Afin de mieux pénétrer à l’intérieur de la psyché de son héroïne, Larissa Chepitko a eu l’extrême intelligence de peindre un portrait en creux, fait de petites touches impressionnistes. Le film ne se donne pas facilement et il faut que le spectateur fasse l’effort d’assembler les bribes d’informations disséminées çà et là pour constituer un tout cohérent. Pour faciliter l’identification, Chepitko a fait appel à une actrice formidable qui est capable de faire ressentir le trouble de son personnage par-delà un masque social apparemment imperturbable. L’ajout d’une petite musique insidieuse de Roman Ledenev permet de mieux ressentir ce décalage entre le visage impassible de l’actrice et son ressenti intérieur. Ainsi, Les ailes donne le sentiment d’un véritable malaise au cœur d’une société soviétique où chacun surjoue le bonheur, tout en étant intrinsèquement malheureux.

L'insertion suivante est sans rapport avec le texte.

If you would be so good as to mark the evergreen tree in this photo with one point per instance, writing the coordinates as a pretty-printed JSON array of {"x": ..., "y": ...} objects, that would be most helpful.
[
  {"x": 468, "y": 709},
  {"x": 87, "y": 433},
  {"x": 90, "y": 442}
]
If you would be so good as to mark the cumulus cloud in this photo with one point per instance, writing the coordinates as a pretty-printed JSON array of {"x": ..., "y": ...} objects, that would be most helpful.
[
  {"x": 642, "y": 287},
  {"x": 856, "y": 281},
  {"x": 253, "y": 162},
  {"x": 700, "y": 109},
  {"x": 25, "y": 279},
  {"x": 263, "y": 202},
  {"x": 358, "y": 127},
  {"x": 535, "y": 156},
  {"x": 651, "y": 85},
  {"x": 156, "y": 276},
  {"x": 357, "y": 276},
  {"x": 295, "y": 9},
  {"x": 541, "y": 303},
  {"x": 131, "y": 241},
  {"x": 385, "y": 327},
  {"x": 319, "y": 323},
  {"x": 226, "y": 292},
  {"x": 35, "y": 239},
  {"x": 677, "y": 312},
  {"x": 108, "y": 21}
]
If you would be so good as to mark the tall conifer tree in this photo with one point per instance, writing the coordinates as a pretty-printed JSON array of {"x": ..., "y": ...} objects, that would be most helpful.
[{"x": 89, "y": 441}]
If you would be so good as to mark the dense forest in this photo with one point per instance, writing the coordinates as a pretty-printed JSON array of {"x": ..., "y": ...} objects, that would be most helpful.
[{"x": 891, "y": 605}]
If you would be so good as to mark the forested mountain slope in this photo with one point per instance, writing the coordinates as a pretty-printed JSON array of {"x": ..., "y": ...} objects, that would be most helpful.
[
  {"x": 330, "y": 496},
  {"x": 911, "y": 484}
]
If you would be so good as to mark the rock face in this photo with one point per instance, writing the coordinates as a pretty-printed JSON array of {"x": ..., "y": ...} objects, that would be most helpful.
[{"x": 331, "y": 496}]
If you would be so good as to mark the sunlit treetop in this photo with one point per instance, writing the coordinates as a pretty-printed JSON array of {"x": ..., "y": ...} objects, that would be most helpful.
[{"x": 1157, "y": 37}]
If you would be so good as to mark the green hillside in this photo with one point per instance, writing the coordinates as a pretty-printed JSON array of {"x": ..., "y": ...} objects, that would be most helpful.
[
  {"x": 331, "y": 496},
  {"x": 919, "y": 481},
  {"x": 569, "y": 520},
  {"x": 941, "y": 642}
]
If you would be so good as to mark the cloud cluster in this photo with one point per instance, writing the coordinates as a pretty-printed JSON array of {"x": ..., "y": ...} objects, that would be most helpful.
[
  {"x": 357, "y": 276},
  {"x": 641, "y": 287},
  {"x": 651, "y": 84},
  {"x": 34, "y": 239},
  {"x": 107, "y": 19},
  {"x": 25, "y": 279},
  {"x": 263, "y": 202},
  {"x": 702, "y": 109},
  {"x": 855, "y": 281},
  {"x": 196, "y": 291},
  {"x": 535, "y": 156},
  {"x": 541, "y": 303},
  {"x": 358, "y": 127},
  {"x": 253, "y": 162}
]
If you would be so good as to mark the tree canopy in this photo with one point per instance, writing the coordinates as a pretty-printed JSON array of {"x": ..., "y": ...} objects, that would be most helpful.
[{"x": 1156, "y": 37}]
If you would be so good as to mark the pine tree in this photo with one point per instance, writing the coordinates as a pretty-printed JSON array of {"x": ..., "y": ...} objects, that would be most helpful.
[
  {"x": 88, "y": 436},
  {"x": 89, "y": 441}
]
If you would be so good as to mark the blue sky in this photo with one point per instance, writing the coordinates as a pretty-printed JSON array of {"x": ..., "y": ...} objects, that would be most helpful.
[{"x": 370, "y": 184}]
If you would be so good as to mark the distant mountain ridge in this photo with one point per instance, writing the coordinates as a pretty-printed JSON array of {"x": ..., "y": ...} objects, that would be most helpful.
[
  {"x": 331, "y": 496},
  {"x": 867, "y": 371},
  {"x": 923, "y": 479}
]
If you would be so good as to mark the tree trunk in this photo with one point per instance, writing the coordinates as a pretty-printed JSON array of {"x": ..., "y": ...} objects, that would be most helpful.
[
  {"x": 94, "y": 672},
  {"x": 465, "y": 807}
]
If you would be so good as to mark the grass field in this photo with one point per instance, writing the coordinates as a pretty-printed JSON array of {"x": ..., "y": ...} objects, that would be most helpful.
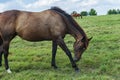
[{"x": 101, "y": 61}]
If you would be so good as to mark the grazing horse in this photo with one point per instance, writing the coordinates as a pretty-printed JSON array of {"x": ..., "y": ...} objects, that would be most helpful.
[
  {"x": 51, "y": 25},
  {"x": 76, "y": 15}
]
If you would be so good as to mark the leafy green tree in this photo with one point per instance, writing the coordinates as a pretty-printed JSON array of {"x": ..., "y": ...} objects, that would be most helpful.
[
  {"x": 114, "y": 11},
  {"x": 84, "y": 13},
  {"x": 92, "y": 12},
  {"x": 74, "y": 12},
  {"x": 118, "y": 11},
  {"x": 110, "y": 12}
]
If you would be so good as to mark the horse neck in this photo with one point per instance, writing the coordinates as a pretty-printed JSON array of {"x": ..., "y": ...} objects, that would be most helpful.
[{"x": 76, "y": 34}]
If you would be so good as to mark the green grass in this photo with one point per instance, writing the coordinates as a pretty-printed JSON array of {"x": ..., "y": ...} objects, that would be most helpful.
[{"x": 101, "y": 61}]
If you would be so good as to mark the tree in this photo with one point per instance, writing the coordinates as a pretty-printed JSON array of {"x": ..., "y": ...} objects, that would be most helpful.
[
  {"x": 92, "y": 12},
  {"x": 118, "y": 11},
  {"x": 110, "y": 12},
  {"x": 113, "y": 11},
  {"x": 74, "y": 12},
  {"x": 84, "y": 13}
]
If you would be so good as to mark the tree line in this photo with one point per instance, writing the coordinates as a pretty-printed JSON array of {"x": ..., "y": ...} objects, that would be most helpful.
[{"x": 93, "y": 12}]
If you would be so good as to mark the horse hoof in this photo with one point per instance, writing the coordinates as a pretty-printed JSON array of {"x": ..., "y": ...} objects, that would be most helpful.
[
  {"x": 55, "y": 67},
  {"x": 77, "y": 70},
  {"x": 9, "y": 71}
]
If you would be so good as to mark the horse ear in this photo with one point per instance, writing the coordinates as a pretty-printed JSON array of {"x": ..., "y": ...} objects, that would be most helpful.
[
  {"x": 83, "y": 39},
  {"x": 90, "y": 38}
]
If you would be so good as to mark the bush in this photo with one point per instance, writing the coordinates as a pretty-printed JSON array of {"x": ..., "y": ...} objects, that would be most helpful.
[
  {"x": 92, "y": 12},
  {"x": 84, "y": 13}
]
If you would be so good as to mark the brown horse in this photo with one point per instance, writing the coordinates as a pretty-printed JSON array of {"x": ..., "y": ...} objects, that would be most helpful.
[
  {"x": 76, "y": 15},
  {"x": 52, "y": 24}
]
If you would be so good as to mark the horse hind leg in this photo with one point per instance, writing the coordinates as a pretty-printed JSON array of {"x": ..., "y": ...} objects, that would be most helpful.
[
  {"x": 62, "y": 44},
  {"x": 6, "y": 52},
  {"x": 1, "y": 50},
  {"x": 54, "y": 49}
]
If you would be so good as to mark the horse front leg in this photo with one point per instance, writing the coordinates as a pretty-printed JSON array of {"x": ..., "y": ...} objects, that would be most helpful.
[
  {"x": 62, "y": 44},
  {"x": 54, "y": 49},
  {"x": 6, "y": 52},
  {"x": 1, "y": 58},
  {"x": 1, "y": 50}
]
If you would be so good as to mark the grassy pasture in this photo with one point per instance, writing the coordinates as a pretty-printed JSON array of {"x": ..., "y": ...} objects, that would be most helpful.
[{"x": 101, "y": 61}]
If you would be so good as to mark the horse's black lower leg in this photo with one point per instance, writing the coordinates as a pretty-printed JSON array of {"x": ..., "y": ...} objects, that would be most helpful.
[
  {"x": 54, "y": 49},
  {"x": 5, "y": 51},
  {"x": 62, "y": 44},
  {"x": 1, "y": 59}
]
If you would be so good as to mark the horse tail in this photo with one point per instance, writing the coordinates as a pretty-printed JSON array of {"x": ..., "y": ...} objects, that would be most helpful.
[
  {"x": 70, "y": 19},
  {"x": 1, "y": 40}
]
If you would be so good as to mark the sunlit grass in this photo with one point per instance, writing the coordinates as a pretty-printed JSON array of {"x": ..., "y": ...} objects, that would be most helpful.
[{"x": 101, "y": 61}]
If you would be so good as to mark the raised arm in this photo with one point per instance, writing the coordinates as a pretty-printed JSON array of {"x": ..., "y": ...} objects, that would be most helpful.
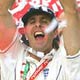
[
  {"x": 72, "y": 32},
  {"x": 7, "y": 25}
]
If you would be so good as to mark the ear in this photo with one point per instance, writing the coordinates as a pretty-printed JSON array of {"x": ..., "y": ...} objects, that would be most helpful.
[{"x": 55, "y": 33}]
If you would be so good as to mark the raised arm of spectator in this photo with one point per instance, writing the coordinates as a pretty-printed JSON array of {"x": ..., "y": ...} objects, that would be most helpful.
[
  {"x": 72, "y": 32},
  {"x": 7, "y": 25}
]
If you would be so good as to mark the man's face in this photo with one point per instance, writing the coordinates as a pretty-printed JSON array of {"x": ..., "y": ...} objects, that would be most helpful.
[{"x": 35, "y": 27}]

L’envol comme seule issue d’un modèle mortifère
Enfin, le film atteint par moments des sommets de poésie, notamment lorsque la directrice rêve de s’envoler à nouveau à bord d’un avion. Dans ces instants, la réalisatrice s’affranchit totalement des règles du réalisme socialiste alors en vigueur pour proposer des scènes en suspension. On adore également la fin qui laisse le spectateur décider du sort de l’héroïne, puisque le dernier plan peut aussi bien conduire à la mort qu’à la libération par le rêve.
Réalisé avec talent par une réalisatrice qui ose des mouvements de caméra audacieux, Les ailes s’impose donc comme une œuvre majeure du cinéma soviétique de l’époque. Toutefois, ce fut aussi le début des problèmes pour Larissa Chepitko car les anciens combattants de la Seconde Guerre mondiale ont tenté de faire interdire son film. Pour l’instant, la réalisatrice a obtenu gain de cause et son long-métrage est bien sorti en URSS pour un total de 8 millions d’entrées, ce qui en fait un score moyen dans un pays si vaste. En tout cas, la cinéaste va désormais être surveillée de près par le pouvoir en place et elle aura toutes les peines du monde à tourner.
Un inédit à découvrir absolument
Jamais sorti en salles en France, Les ailes a finalement été redécouvert sur le tard – comme l’ensemble de la filmographie de la réalisatrice – et diffusé lors d’une rétrospective en 2015. Le métrage est également disponible depuis 2017 dans le superbe coffret DVD consacré à Elem Klimov et Larissa Chepitko chez Potemkine Films. Un indispensable pour tous les cinéphiles pointilleux et désireux de découvrir des œuvres majeures du patrimoine mondial.